To Decommission a Cannon

Some jobs are so interesting, yet so terrible at the same time.

 

Earlier this year we were contacted by a client who wanted us to help him with his Cannon.  It’s not every day you get to work on a cannon!  This one was a family heirloom and the client wanted to hang onto it.  Unfortunately, Border Force were having none of this, and classified it as “an item of warfare”.

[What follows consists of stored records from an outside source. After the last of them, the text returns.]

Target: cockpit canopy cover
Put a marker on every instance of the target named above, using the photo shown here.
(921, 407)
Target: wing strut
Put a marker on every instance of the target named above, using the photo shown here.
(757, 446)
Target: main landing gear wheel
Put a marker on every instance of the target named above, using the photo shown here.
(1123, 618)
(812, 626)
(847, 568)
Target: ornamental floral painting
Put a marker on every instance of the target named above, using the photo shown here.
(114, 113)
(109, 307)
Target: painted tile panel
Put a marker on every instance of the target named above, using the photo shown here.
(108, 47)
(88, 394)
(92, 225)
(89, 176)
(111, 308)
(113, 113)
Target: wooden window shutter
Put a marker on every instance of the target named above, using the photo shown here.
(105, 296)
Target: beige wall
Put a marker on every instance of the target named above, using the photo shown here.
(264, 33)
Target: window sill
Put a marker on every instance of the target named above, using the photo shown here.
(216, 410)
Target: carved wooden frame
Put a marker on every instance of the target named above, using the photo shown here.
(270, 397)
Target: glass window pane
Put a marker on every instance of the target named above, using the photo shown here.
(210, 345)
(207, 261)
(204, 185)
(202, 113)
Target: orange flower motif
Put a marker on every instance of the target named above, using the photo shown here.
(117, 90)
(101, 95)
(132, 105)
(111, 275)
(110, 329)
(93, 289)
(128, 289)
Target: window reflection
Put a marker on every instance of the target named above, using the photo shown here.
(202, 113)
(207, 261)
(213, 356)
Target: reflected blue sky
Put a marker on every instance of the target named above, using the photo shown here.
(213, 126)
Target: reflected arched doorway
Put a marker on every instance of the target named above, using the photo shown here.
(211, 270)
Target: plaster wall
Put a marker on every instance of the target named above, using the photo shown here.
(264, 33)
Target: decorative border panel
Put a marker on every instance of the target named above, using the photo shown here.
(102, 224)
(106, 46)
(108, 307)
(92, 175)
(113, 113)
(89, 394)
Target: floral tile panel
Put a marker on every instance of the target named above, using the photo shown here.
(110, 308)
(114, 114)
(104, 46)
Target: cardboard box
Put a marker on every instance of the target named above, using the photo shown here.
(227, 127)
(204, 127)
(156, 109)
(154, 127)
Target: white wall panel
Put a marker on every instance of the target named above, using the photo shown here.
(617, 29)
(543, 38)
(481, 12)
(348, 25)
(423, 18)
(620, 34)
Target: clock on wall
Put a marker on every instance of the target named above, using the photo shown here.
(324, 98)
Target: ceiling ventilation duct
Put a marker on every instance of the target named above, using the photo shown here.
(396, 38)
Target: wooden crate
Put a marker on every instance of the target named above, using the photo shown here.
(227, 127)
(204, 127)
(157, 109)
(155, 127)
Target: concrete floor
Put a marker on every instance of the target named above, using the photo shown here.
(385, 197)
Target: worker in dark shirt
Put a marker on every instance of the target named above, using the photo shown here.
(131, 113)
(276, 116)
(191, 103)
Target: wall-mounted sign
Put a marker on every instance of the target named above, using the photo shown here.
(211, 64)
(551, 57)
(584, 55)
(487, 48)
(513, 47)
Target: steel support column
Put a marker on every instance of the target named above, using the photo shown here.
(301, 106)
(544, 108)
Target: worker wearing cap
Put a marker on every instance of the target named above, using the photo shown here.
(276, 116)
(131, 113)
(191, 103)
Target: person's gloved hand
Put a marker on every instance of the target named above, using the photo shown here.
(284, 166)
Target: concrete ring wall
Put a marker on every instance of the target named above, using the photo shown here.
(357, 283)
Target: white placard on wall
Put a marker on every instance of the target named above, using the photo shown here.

Two hundred and fifty years ago they may have been right.  The biggest risk to public safety this cannon posed was if you dropped it on your foot – it was extremely heavy.  The reason we employ people to positions (and not simply use a machine to follow a program) is so they can use discretion to decide if certain measures are necessary.  This is a prime example of a person thinking like a machine and without any consideration for the historical value of this Napoleonic vintage cannon.  But that’s a rant for another time.  In the end there was no negotiation with Border Force – the gun had to be rendered innocuous.

 

The Cannon was manufactured by the Dutch in 1764 to the best of our knowledge.  The Napoleonic wars that followed resulted in much of southern Holland being incorporated into the French Republic in the late 18th century, with the remainder being absorbed in the early 19th century.  As a result, the Metric system replaced the measurement system that was used in Holland prior to the wars.  The cannon that we were asked to render measured 44.4mm – Inch and three quarter.  This was an imperial dimension Dutch cannon, meaning this cannon was definitely manufactured prior to the Napoleonic war.

To render the firearm, while maintaining its originality, we drilled two one-inch holes in the bottom – one in the chamber and one half way down the barrel.  This is so the gun can never hold a charge and so it will never be able to propel a projectile. This cannon was manufactured from brass – this means fixing anything inside would take a monumental amount of heat.  We were able to manufacture a brass plug and fix it into place, through the hole underneath, without ruining the finish on the cannon.  Bill is certainly a master when it comes to heating things.

The finished product is entirely inert, and we were able to maintain the originality of the gun where possible.  We’re hoping that this gun stays in the family for a few more generations.

 

I wonder if the Dutch government or our own historical academics are as enthused with Border Force having this gun rendered as the client was?